INST 800 – The Engaged Intellectual: An Introduction to Research and Academic Work (3 credit hours)
This course explores a series of issues that confront academics who work in research universities. The course is an “Introduction to Research,” but the process of research is more than a recipe of rote analytical procedures. The course examines academic life with a particular focus on what it means to undertake research, teaching, and service. By the conclusion of the course, students will have a better understanding of what tenure-track faculty do and how they work in academia, and of how they intend to structure their own professional careers.
INST 801 – Theoretical and Epistemological Foundations in Information Studies (3 credits hours)
Pursuing a doctorate in information studies involves the scholarly examination of the interaction between people, information, technology, and society. There are, however, as many ways to examine the interaction of people, information, technology, and society as there are researchers and ways of understanding what counts as evidence and knowledge in different components of the field. Students will be introduced to the diverse scholarly traditions that comprise information studies. Students will explore why there are so many ways of knowing and methods of discovery within the field, in order to help them identify the social theory and methods that will support their path through information scholarship.
INST 802 – Pragmatic and Methodological Foundations for Information Studies (3 credits)
Information Studies’ eclectic interdisciplinary is both its greatest strength and its most significant weakness. As an increasingly multi/inter/trans/non-disciplinary intellectual community, Information Studies embraces a wide variety of conceptual frameworks, theories, methodological approaches, and intellectual traditions.

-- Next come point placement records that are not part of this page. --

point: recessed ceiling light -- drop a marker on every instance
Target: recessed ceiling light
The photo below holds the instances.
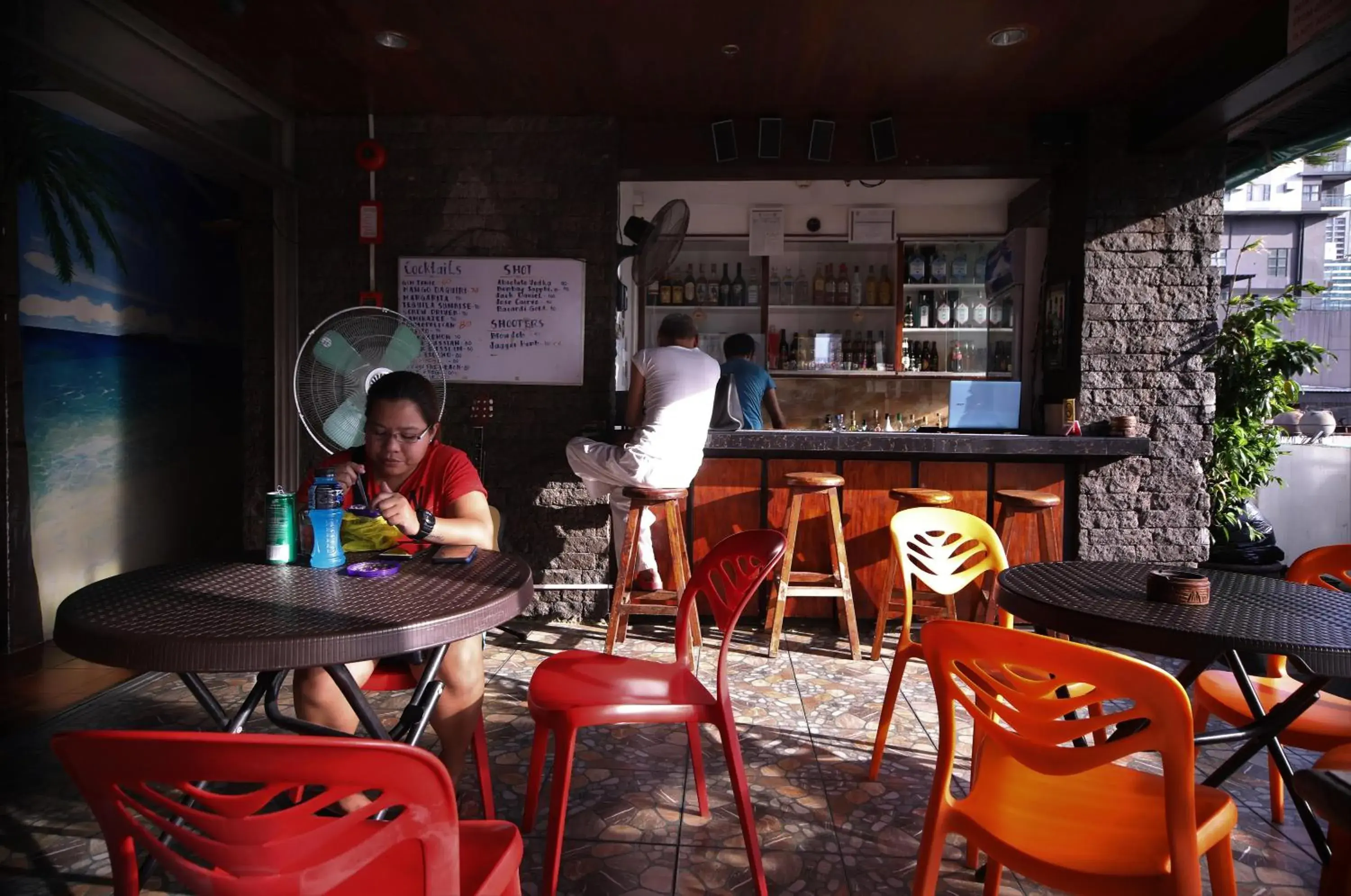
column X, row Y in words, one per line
column 1008, row 37
column 392, row 40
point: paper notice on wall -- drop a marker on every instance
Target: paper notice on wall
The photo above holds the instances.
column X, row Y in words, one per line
column 1311, row 18
column 766, row 231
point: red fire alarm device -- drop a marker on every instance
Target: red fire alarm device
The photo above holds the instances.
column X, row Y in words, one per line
column 372, row 223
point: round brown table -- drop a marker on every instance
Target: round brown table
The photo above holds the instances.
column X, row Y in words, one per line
column 1106, row 603
column 219, row 617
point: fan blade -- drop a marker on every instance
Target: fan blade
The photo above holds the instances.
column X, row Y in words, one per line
column 403, row 348
column 335, row 352
column 348, row 423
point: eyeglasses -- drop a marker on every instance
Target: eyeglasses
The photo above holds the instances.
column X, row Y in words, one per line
column 403, row 438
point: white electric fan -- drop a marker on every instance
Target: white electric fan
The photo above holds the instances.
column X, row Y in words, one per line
column 344, row 357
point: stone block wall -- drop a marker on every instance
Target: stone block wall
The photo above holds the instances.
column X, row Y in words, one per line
column 526, row 187
column 1150, row 298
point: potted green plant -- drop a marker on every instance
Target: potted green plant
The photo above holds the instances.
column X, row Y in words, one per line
column 1254, row 381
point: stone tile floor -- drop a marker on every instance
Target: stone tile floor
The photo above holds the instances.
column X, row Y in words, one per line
column 807, row 722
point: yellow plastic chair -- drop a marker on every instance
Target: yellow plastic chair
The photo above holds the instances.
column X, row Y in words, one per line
column 945, row 549
column 1068, row 817
column 1323, row 726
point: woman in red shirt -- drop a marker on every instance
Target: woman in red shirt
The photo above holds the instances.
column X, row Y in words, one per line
column 431, row 494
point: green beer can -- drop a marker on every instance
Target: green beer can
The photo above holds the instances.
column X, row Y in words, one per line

As such, it is able to bring many different intellectual perspectives to bear on the complex, nuanced, phenomena that are its focus. The variety in the intellectual toolbox of Information Studies is central to its ability to avoid reduction of its focal topics to trite, simplistic characterizations. However, Information Studies’ paradigmatic richness places particular burdens on the individual researcher. Framing research agendas, motivating research questions, conducting literature reviews, selecting methods, and even arguing for particular conclusions is complicated by the number of alternative approaches available to the Information Studies scholar. Faced with this complexity, it is tempting to select a single paradigm and “be done with it” – and in doing so forego a primary strength of the interdisciplinary field.